Kedua kesadaran naif. Keadaan yang di katagorikan dalam kesadaran ini adalah lebih melihat ‘aspek manusia’ menjadi akar penyebab masalah masarakat. Dalam kesadaran ini ‘masalah etika, kreativitas, ‘need for achevement’ dianggap sebagai penentu perubahan sosial. Jadi dalam menganalisis mengapa suatu masyarakat miskin, bagi mereka disebabkan karena ‘salah’ masyarakat sendiri, yakni mereka malas, tidak memiliki kewiraswataan, atau tidak memiliki budaya ‘membangunan’ dan seterusnya. Oleh karena itu ‘man power development’ adalah sesuatu yang diharapkan akan menjadi pemicu perubahan. Pendidikan dalam kontek ini juga tidak mempertanyakan systim dan struktur, bahkan systim dan struktur yang ada adalah sudah baik dan benar, merupakan faktor ‘given’ dan oleh sebab itu tidak perlu dipertanyakan. Tugas pendidikan adalah bagaimana membuat dan mengarahkan agar murid bisa masuk beradaptasi dengan sistim yang sudah benar tersebut.

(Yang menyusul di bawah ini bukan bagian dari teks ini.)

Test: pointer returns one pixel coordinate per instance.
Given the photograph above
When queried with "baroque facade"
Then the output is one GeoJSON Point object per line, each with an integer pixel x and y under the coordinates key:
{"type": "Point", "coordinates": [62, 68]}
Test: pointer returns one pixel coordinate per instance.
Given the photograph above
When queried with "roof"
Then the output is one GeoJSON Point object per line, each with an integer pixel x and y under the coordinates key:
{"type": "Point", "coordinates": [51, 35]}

Ketiga kesadaran Kritis. Kesadaran ini lebih melihat aspek sistim dan struktur sebagai sumber masalah. Pendekatan struktural menghindari ‘blaming the victims” dan lebih menganalisis untuk secara kritis menyadari struktur dan sistim sosial, politik, ekonomi dan budaya dan akibatnya pada keadaaan masyarakat. Paradigma kritis dalam pendidikan, melatih murid untuk mampu mengidentifikasi ‘ketidak adilan’ dalam sistim dan struktur yang ada, kemudian mampu melakukan analisis bagaimana sistim dan struktur itu bekerja, serta bagaimana mentransformasikannya. Tugas pendidikan dalam paradigma kritis adalah menciptakan ruang dan kesematan agar peserta pendidikan terlibat dalam suatu proses penciptaan struktur yang secara fundamental baru dan lebih baik.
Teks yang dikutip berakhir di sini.